Definition: Mixture of two or more salts that combine to form a new compound.
Dissociation in water: When mixed in water, ions separate just like humans split apart in embarrassment.
Example: Potash alum (KAl(SO4)2.12H2O)
Dissociates into potassium ion (K⁺), aluminum ion (Al³⁺), and sulfate ion (SO4²⁻).
Ionic vs. Covalent Compounds
Ionic compounds dissociate in water:
Example: Potassium and aluminum ions separate in solution.
Covalent compounds do not dissociate similarly.
Coordination Complexes
Definition: A complex containing a central metal atom/ion and surrounding ligands.
Example: Potassium ferrocyanide (K4[Fe(CN)6])
Components:
Coordination Sphere: Contains the central atom and its ligands (the complex ion).
Spectator Ion: Ions outside the coordination sphere that do not participate in coordination.
Coordination Bonds
Coordinated bonds form when both electrons come from one atom (the donor) to another (the acceptor).
Ligand Types:
Monodentate: Ligands providing one lone pair (e.g. NH3).
Bidentate: Ligands providing two lone pairs (e.g. oxalate).
Polydentate: Multiple lone pairs donating.
Examples of Ligands and their Properties
Homoleptic Complex: All ligands are of the same type.
Heteroleptic Complex: Different types of ligands are present.

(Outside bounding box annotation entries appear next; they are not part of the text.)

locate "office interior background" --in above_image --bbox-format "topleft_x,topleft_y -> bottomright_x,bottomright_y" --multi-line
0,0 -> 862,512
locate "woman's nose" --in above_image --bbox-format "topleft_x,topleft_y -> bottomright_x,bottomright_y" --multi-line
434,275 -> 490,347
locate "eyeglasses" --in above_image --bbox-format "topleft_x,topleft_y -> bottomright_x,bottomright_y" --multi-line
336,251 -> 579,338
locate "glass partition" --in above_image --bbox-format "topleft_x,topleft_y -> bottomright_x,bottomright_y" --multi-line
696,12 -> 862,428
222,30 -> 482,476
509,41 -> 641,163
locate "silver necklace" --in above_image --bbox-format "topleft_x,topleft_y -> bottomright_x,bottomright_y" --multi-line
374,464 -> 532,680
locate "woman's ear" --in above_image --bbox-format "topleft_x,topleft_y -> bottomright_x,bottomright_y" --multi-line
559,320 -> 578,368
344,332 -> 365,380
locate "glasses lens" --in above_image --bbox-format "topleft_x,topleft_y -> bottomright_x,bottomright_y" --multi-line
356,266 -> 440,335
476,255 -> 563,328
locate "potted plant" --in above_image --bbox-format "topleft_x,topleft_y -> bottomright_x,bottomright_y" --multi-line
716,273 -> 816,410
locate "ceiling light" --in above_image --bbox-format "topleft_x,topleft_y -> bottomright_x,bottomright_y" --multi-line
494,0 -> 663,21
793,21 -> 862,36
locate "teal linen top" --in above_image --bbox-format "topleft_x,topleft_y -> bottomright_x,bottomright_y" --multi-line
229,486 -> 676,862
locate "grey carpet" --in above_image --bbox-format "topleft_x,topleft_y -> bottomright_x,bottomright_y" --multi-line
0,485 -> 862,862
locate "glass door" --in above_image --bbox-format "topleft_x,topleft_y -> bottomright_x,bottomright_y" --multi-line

Oxidation States and Calculation
Calculating oxidation states for transition metals is crucial in these complexes.
Example: For [Co(NH3)6]Cl3, Co oxidation state = +3.
Effective Atomic Number (EAN)
EAN = Atomic Number of the central metal atom + Twice the number of coordinate bonds.
When EAN equals the number of electrons in the nearest noble gas, the complex is considered stable.
Applications of EAN
Determines the reducing and oxidizing ability of compounds.
Example: Vanadium and Manganese modes demonstrate relation with EAN and stability (e.g. V = typically reducing, Mn = typically oxidizing in certain states).
Coordination Number
Coordination number tells how many bonds are formed between ligands and central atom.
Example: In [Fe(CN)6]4- , the coordination number is 6.
Summary
Coordination compounds are fundamental not only for theoretical aspects but also practical applications in chemistry and biology.
Conclusion
Importance of practice in solving numerical problems and understanding concepts in coordination chemistry.
Need for familiarity with IUPAC naming and stoichiometry.